Чудо перед Пасхой. Что рассказал нам о нас пылающий шпиль Нотр-Дама

Собор Парижской Богоматери – безусловно, икона масскульта. Она осталась ею и в огне – вызывая в публике сильное общее чувство, которое объединило ее в одно целое
Фото: Getty Images

Пожар в Соборе Парижской Богоматери посеял в душе ощущение катастрофы. Новостная лента мелькала "апокалипсисами", а фото и видео адского пламени, пожирающего шпиль собора, подкрепляли самые мрачные мысли. На короткое время собор вытеснил из соцсетей даже предвыборный холивар. Апокалипсис не апокалипсис, но что-то шаталось в самых глубоких - тектонических - слоях мироздания. Кто-то, особо экзальтированный, даже воскликнул: "Сгорела сама Франция!". Но, как говорится, не дождетесь.

Казалось бы, ничего особенного. Пожары случаются. В том числе в церквях и объектах большого культурного значения. А еще их уничтожают войны и человеческое равнодушие. Но бывают пожары и бывают пожары. Бывают соборы и бывают соборы. Во-первых, это же Париж - тот, который стоит мессы, и который увидеть - и умереть. Это центр Европы. И Собор Парижской Богоматери - сердце его. Во-вторых, когда что-то ужасное случается в Сирии, это почти обыденность. Пальмира? Ну так там же ИГИЛ. И Асад. И Путин. Европа же слишком уютный уголок мира, чтобы там вот так запросто мог сгореть самый "раскрученный" собор в истории.

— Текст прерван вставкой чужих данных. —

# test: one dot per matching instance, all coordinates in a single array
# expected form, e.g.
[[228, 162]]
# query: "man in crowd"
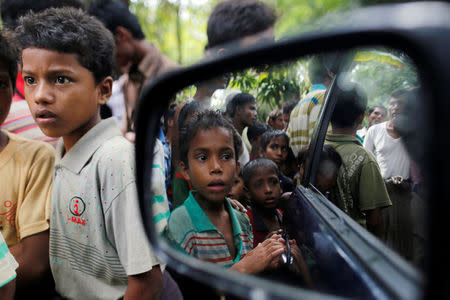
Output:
[[385, 142], [135, 56], [360, 190], [305, 115], [375, 115]]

И если такое может случиться в центре Парижа, да еще с самим Собором Парижской Богоматери - тогда уж действительно может случиться совершенно что угодно. Даже апокалипсис. Нам хочется думать, что где-то на перманентно горящей планете есть островки порядка, покоя и безопасности. А вот, оказывается, таких островков нет...

Впрочем, символизм собора и почти суеверный ужас перед его разрушением имеет основания. В начале Первой мировой немцы - беспрецедентный случай - начали прицельно обстреливать "самый главный собор" по версии французов - собор в Реймсе. Это были выстрелы не по позициям врага, вообще не по армии или инфраструктуре. Снаряды посылались прямо в сердца французов. И они достигли цели: волна ненависти затопила Европу и схлынула только после Второй мировой, оставив после себя ужас перед содеянным.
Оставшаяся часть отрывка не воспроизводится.